Quase centenário
A Receita Federal espera receber 32 milhões de declarações, ante 30,7 milhões no ano passado. O download para este ano já está disponível no site da Receita. Entre outros, devem declarar aqueles que receberam rendimentos tributáveis acima de R$ 28.559,70.
O Imposto de Renda está prestes a se tornar centenário no Brasil. No primeiro ano de cobrança, em 1924, foram entregues 82.594 declarações, de acordo com o estudo História do Imposto de Renda no Brasil, um enfoque da pessoa física (1922-2013).

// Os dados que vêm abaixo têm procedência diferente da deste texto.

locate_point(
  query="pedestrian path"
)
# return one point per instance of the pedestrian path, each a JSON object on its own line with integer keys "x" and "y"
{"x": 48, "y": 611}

Em maio do ano passado, em entrevista à Rádio Bandeirantes, Jair Bolsonaro disse que a correção sairia. “Falei para o Paulo Guedes que, no mínimo, este ano temos que corrigir de acordo com a inflação a tabela para o ano que vem. E, se for possível, ampliar o limite de desconto com educação, saúde. Isso é orientação que eu dei para ele. Espero que ele cumpra, que orientação não é ordem. Mas, pelo menos, corrigir o Imposto de Renda pela inflação, isso, com toda a certeza, vai sair”, declarou. Não saiu.
De acordo com o Dieese, que elaborou nota técnica sobre o tema, desde 1996 o país tem uma defasagem superior a 100% na tabela do IRPF. É o que também aponta o Sindicato Nacional dos Auditores-Fiscais da Receita Federal (Sindifisco Nacional), que acompanha sistematicamente o assunto. (Confira tabela no final do texto.)
Não houve correção de 1996 a 2001, em 2003 e 2004 e de 2016 para cá. Em 25 anos, a tabela foi reajustada em 13 e ficou intacta em 12. Dos oito anos de governo Lula, houve correção em seis – em quatro, acima da inflação. Isso aconteceu também nos quatro anos do primeiro governo Dilma e no primeiro ano do segundo governo, que teve o impeachment em 2016.
Pela tabela atual, quem ganha até R$ 1.903,98 não paga Imposto de Renda. Se a correção tivesse sido aplicada na íntegra, o limite de isenção teria aumentado para R$ 3.882,98, mais que o dobro.
O presidente do Sindifisco Nacional, Kleber Cabral, estima que, sem correção, pelo menos 10 milhões de pessoas estão declarando imposto indevidamente – praticamente um terço do total.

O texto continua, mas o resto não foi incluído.